Glasner takes issue with the representative agent model that simply asserts the equivalence of macro observables and the outcomes of micro mechanisms acting on micro degrees of freedom. If you do this, he says, you leave out the fact that macro observables might emerge from the interactions between micro degrees of freedom. Mathematically, Glasner's point is that the representative agent implies the ensemble average of an operator is no different from the single agent expected value, that
⟨Ω|Ô|Ω⟩ ~ ⟨1|Ô|1⟩
where ⟨1|Ô|1⟩ = ⟨2|Ô|2⟩ = ... which obviates the difference between the n-agent macro state |Ω⟩ and the single agent micro states |1⟩, |2⟩, ... and e.g. "unintended consequences" from the interaction between |1⟩ and |2⟩ are left out. Basically, the representative agent approach assumes the macro observable determined by the operator Ô is
diagonal. Actually, we can derive the representative agent model from my formulation of Little's definition of microfoundations:
⟨Ω|Ô|Ω⟩ = Σi⟨Ω|Ô|i⟩⟨i|Ω⟩
⟨Ω|Ô|Ω⟩ = Σi ⟨i|Ω⟩⟨Ω|Ô|i⟩
[correction] The representative agent model is that the macro states are exactly the same as (identified with [1]) some micro state (the representative agent) so we can change out Ω for some j (the representative agent)
⟨Ω|Ô|Ω⟩ = Σi ⟨i|j⟩⟨j|Ô|i⟩
⟨Ω|Ô|Ω⟩ = Σi δij ⟨j|Ô|i⟩
⟨Ω|Ô|Ω⟩ = ⟨j|Ô|j⟩
[end correction]
In contrast, the information equilibrium approach can be seen as a different application of my formulation of Little's microfoundations
⟨Ω|Ô|Ω⟩ = Σi ⟨i|Ω⟩⟨Ω|Ô|i⟩
⟨Ω|Ô|Ω⟩ = tr |Ω⟩⟨Ω|Ô = tr Ô|Ω⟩⟨Ω|
⟨Ω|Ô|Ω⟩ = tr Ô exp(- Â log m)
where I identified the operator |Ω⟩⟨Ω| ≡ exp(-  log m) where  picks off the information transfer index of a micro market. This is the
partition function approach. And we are saying the macro state Ω is directly related to a maximum entropy distribution (partition function):
Z = tr |Ω⟩⟨Ω|
The partition function approach is basically a weighted sum over (Walrasian) micro markets that produces macro observables ... borrowing Glasner's words, we are: "reconciling the macroeconomic analysis derived from Keynes via Hicks and others with the neoclassical microeconomic analysis of general equilibrium derived from Walras."

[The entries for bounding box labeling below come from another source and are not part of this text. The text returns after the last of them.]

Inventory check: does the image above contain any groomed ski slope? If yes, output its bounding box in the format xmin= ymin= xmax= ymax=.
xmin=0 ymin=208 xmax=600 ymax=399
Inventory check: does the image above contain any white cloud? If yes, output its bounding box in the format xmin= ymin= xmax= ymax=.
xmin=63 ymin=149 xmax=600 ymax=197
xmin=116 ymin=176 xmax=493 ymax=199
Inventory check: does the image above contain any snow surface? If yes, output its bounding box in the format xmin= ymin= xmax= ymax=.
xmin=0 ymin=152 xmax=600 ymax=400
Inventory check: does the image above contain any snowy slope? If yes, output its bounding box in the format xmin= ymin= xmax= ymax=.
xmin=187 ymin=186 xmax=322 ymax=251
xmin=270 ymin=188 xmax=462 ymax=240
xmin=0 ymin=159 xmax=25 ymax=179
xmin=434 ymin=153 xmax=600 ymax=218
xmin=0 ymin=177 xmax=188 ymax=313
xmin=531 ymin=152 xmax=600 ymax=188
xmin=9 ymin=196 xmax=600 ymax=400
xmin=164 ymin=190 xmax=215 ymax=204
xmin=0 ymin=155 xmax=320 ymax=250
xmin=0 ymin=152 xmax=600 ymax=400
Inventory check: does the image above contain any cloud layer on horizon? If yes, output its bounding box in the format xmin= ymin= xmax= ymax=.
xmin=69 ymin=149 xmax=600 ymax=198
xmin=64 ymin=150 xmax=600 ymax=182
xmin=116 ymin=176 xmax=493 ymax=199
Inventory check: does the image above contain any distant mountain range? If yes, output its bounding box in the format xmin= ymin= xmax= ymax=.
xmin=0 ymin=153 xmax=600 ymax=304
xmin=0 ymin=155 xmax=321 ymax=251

⟨Ω|Ô|Ω⟩ = tr Ô exp(- Â log m)
⟨Ω|Ô|Ω⟩ = Σi ⟨i|Ô exp(- Â log m)|i⟩
⟨Ω|Ô|Ω⟩ = Σi ⟨i|Ô|i⟩ exp(- ai log m)
If we take m >> 1 (a large economy) the leading term is min {ai} that we'll call a₀ so that
⟨Ω|Ô|Ω⟩ ≈ ⟨0|Ô|0⟩ exp(- a₀ log m)
⟨Ω|Ô|Ω⟩ ~ ⟨0|Ô|0⟩
This has the analogy of the ground state (at zero temperature) in physical system [3].
...
Footnotes:
[1] For example, as Glasner says, "the business cycle is not the product of the interaction of individual agents, but is simply the optimal plan of a representative agent"

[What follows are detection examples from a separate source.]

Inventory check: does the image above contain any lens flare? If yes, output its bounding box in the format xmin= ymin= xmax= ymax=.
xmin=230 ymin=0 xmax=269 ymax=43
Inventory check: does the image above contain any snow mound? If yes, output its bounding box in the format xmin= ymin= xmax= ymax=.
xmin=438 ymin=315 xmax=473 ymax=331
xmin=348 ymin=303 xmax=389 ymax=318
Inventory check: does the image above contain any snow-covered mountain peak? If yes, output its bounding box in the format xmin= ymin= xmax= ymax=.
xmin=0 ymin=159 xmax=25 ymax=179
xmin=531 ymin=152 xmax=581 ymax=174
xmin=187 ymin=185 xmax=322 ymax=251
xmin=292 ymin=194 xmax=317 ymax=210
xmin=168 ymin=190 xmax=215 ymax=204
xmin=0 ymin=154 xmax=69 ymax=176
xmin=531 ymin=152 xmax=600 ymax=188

[2] As an aside, the idea of having consumers and firms seems like a strange basis that isn't necessarily complete (and actually includes two different levels as firms are made of consumers).
[3] For bosons, this would be a Bose-Einstein condensate. So the representative agent is like a bunch of molecules in the same state behaving as a single entity.